Du Liban au Chili, des manifestations populaires en appellent à la dignité et fustigent la classe sociale. Celle-ci est provoquée par l’application des principes néolibéraux : austérité budgétaire, recul des services publics, etc. Serions-nous face à une révolte mondiale contre la globalisation néolibérale?
En effet, dans un contexte de globalisation néolibérale, les traditionnelles boussoles idéologiques sont inopérantes. Les révoltes populaires correspondent aujourd’hui à un appel à la dignité et à l’égalité.

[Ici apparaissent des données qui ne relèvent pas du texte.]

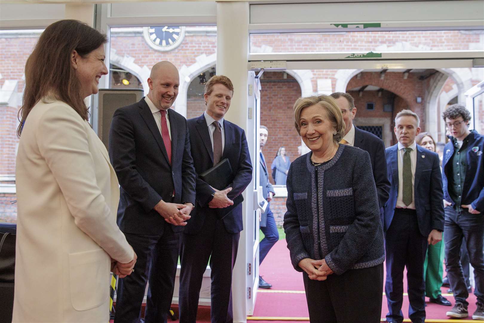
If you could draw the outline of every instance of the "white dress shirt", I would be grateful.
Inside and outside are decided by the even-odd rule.
[[[215,126],[212,124],[214,121],[216,120],[210,116],[207,113],[207,111],[203,112],[203,116],[205,117],[205,121],[207,122],[207,126],[209,127],[209,133],[210,134],[210,141],[212,143],[212,151],[213,151],[213,131],[215,130]],[[224,118],[222,118],[218,120],[218,123],[220,124],[220,129],[222,130],[222,153],[224,154],[224,149],[225,148],[225,131],[224,129]]]
[[[158,130],[160,130],[160,134],[161,134],[161,111],[160,109],[156,108],[151,100],[150,99],[150,98],[148,97],[148,95],[145,97],[145,101],[146,101],[146,103],[148,105],[148,107],[150,107],[150,109],[151,110],[151,113],[153,114],[153,118],[154,119],[154,122],[156,123],[156,126],[158,127]],[[171,140],[171,131],[170,128],[170,121],[168,118],[168,111],[169,111],[169,109],[166,110],[166,114],[165,116],[166,118],[166,125],[168,126],[168,133],[170,135],[170,140]],[[163,137],[163,136],[162,136]]]
[[[349,146],[354,146],[355,145],[355,125],[351,123],[351,128],[349,129],[349,131],[348,131],[345,137],[343,138],[343,139],[346,140],[348,142],[347,144]]]
[[[408,206],[403,202],[403,154],[405,146],[398,142],[398,197],[396,199],[396,207],[404,209],[415,209],[415,167],[417,165],[417,143],[415,140],[408,146],[412,149],[410,152],[410,160],[412,168],[412,202]]]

Ainsi, au Chili, l’augmentation brutale du prix du métro provoque une mobilisation sans précédent. Au Liban, le projet d’une taxe sur le réseau « WhatsApp » est le catalyseur d’un mouvement anti-système historique. En Équateur, la hausse du prix des carburants génère une puissante réaction populaire, etc.

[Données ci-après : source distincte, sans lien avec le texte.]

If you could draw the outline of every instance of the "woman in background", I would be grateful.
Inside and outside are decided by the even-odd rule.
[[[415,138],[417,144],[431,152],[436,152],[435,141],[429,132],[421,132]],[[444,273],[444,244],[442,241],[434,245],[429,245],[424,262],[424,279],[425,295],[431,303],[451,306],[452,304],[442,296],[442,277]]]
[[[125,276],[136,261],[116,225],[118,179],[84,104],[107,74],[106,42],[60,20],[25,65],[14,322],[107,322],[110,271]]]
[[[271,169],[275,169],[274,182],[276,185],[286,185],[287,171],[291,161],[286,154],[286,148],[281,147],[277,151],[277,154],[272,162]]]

Outre les spécificités nationales propres à chacune de ces situations, ces révoltes montrent combien la globalisation néolibérale s’accompagne de crises multidimensionnelles, aux racines profondément ancrées dans la société (inter)nationale.

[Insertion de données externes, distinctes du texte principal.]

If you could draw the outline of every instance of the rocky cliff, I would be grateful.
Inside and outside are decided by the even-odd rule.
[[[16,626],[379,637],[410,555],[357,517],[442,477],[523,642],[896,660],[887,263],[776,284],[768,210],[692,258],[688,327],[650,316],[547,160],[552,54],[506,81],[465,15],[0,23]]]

Nouvelles lignes de fractures sociales
Car, l’effacement des frontières, la décomposition des territoires, l’effondrement des repères idéologiques traditionnels et la marchandisation du monde entraînent la création de nouvelles lignes de fractures sociales et culturelles. Celles-ci ébranlent les cohésions nationales.
Or, le néolibéralisme est souvent difficile à identifier et à définir. Il désigne malgré tout des thèses économiques qui ont inspiré les organisations internationales économiques et financières (FMI, Banque mondiale). Mais aussi des politiques économiques nationales. Ces politiques et ces thèses sont motivées par la dérégulation des marchés. De même que par la réduction du rôle de l’État, les dépenses publiques et de la fiscalité (en particulier au bénéfice des entreprises), la privatisation des entreprises publiques… Pour quel résultat?
Puisque la globalisation néolibérale s’accompagne d’un accroissement des inégalités. L’importance du niveau des inégalités s’explique alors par l’évolution progressive de la structure des revenus.
D’ailleurs, initialement fondé sur le travail, le niveau de revenu s’explique, de plus en plus, par le patrimoine. Or, ce dernier est encore plus inégalement réparti que le travail.
Parallèlement, les travaux de l’économiste Thomas Piketty montrent que les revenus du capital progressent plus vite que celui du travail. Ainsi, nous sommes dans une société où un nombre réduit de personnes détient une grande partie du capital mondial. Et il voit ses revenus progresser plus rapidement que le reste de la population…
Effets pervers des inégalités sur la société
Au-delà du caractère injuste d’une telle situation, sur laquelle chacun est libre de se positionner, la littérature économique s’est attachée à montrer les effets pervers des inégalités sur la société. En créant de la frustration entre les individus, les inégalités engendrent de l’instabilité politique.
De plus, il existe une relation positive entre inégalité et niveau de criminalité. Quelques semaines après la COP21, il est également bon de rappeler que les inégalités entraînent une augmentation des émissions de polluants dans l’atmosphère.
Enfin, deux articles récemment publiés par les (libérales) organisations OCDE et FMI démontrent que les inégalités ont été un frein à la croissance au cours des trente dernières années.
Outre les réactions qu’elle suscite, la globalisation inégalitaire trahit aussi un « vide ». L’incapacité à proposer une offre politique alternative au néolibéralisme met en lumière une crise profonde de la pensée et de la spiritualité.
Par conséquent, la globalisation économique nourrit des sociétés matérialistes et consuméristes. Elles sont productrices d’angoisse existentielle individuelle et collective qui interroge la place de l’Etat.
Alors que l’Etat est à la fois omniprésent et impuissant dans un monde globalisé. Une représentation brouillée qui pose la question de son efficacité, voire de son dépassement. Il y a un doute existentiel sur la puissance de l’Etat (français) dans le nouvel ordre mondial. Ce doute concerne aussi sa capacité à imposer son autorité dans une société traversée par un fort sentiment de défiance. Des acteurs transnationaux et/ou supranationaux concurrencent le pouvoir normatif et régulateur de l’Etat.